É impossível não notar a ironia amarga com
que é feita essa proposição:
Faremos casas de medo,
duros tijolos de medo,
medrosos caules, repuxos,
ruas só de medo e calma.
E com asas de prudência,
com resplendores covardes,
atingiremos o cimo
de nossa cauta subida.
No
entanto, embora compreenda os que se paralisaram pelo medo, o eu lírico escolhe
a ação, consciente dos perigos – vamos para a frente / recuando de
olhos acesos – e sabendo que será em meio ao medo,
nosso e de nossos filhos:
Tenhamos o maior pavor,
Os mais velhos compreendem.
O medo cristalizou-os.
Estátuas sábias, adeus.
Adeus: vamos para a frente,
recuando de olhos acesos.
Nossos filhos tão felizes...
Fiéis herdeiros do medo,
eles povoam a cidade.
Depois da cidade, o mundo.
Depois do mundo, as estrelas,
dançando o baile do medo.
Enfrentar
e agir; evitar e fugir
Não seria o Drummond combativo, se seu poema propusesse apenas
fugir. Embora revele um mundo aflitivo, porque dominado pelo medo, o eu poético
acaba por sugerir ação e enfrentamento, não inércia.

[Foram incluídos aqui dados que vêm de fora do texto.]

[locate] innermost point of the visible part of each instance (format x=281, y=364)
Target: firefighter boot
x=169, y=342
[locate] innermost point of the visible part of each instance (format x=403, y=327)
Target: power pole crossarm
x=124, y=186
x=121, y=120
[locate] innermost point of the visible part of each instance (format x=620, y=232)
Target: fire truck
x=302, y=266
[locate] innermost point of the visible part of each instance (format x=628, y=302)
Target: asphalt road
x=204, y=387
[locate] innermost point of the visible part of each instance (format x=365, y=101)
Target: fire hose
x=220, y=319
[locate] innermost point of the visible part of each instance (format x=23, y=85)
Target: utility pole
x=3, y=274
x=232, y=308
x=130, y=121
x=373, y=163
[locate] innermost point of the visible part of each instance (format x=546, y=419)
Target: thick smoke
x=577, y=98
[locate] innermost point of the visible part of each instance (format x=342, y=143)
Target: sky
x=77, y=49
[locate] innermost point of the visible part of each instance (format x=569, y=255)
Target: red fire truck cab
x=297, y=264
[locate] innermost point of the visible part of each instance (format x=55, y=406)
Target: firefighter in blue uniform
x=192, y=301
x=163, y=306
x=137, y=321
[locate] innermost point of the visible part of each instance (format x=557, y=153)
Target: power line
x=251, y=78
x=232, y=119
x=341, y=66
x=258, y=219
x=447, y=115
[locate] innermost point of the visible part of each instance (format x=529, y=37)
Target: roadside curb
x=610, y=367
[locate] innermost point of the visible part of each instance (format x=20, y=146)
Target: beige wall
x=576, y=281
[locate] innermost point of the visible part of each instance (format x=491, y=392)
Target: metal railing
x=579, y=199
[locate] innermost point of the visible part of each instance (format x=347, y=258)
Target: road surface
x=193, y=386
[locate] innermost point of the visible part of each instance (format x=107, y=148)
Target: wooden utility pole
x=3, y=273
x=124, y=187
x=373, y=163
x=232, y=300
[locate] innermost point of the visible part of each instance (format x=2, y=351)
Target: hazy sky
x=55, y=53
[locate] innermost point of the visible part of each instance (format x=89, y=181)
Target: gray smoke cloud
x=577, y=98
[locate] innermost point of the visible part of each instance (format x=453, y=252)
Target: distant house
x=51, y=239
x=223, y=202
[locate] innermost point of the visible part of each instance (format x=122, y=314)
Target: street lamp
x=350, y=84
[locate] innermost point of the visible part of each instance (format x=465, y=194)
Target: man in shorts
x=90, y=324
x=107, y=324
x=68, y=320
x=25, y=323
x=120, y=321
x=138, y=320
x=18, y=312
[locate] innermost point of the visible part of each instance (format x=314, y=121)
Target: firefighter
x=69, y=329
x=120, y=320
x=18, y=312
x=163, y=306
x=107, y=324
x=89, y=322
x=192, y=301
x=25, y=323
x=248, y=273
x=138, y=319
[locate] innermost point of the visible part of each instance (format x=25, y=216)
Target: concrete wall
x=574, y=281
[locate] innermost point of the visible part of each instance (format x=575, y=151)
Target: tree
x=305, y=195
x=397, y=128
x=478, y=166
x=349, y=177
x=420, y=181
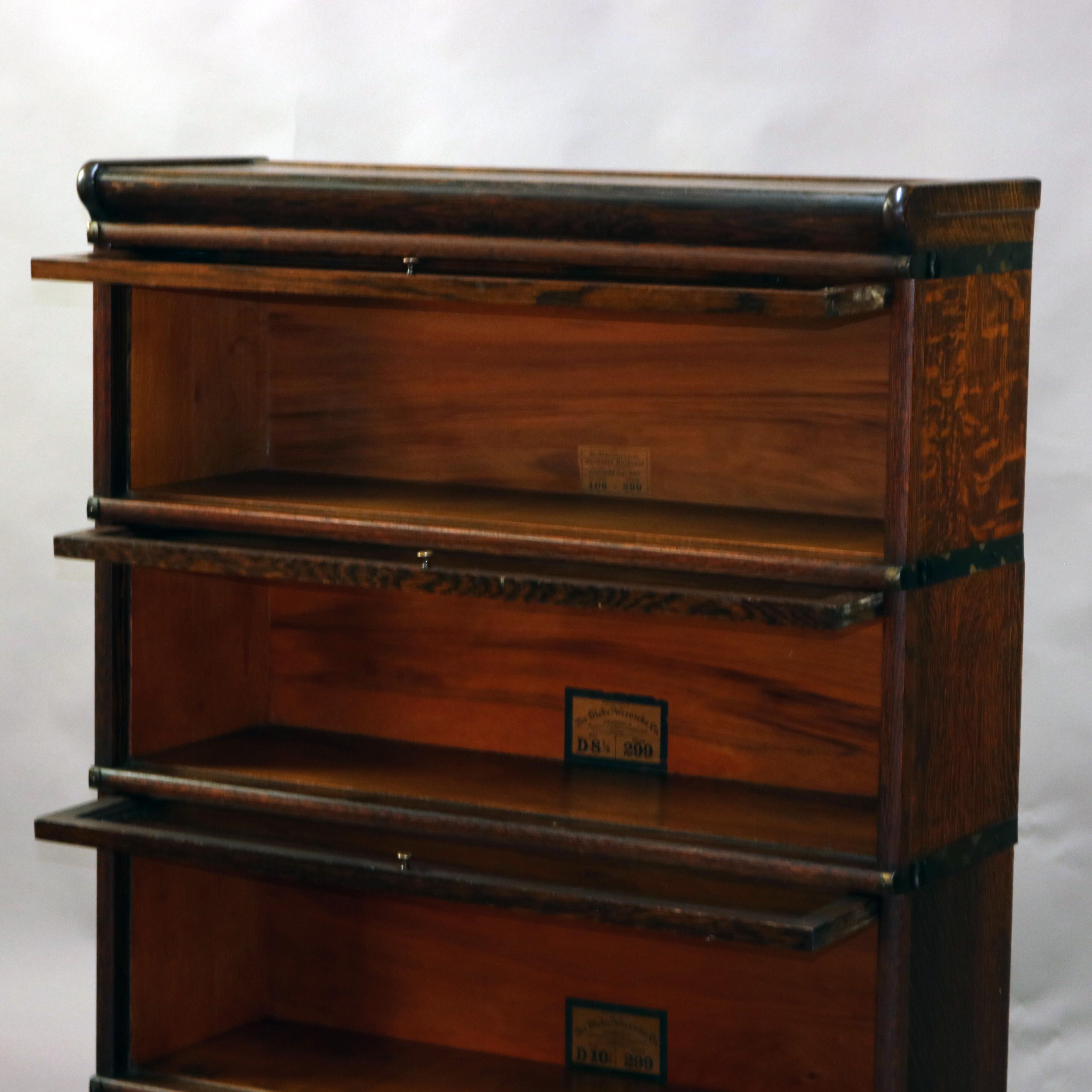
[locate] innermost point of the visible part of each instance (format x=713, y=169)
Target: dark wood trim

Em contraponto, quero registrar outro poema sobre o medo,
agora do poeta surrealista português, Alexandre O'Neill.
Assim como Drummond, Alexandre O'Neill
(1924-1986) vivenciou e criticou, poeticamente, o medo gerado pelas amarras de
regimes totalitários e de convenções – sociais, políticas, culturais,
literárias – que tolhem a liberdade do indivíduo.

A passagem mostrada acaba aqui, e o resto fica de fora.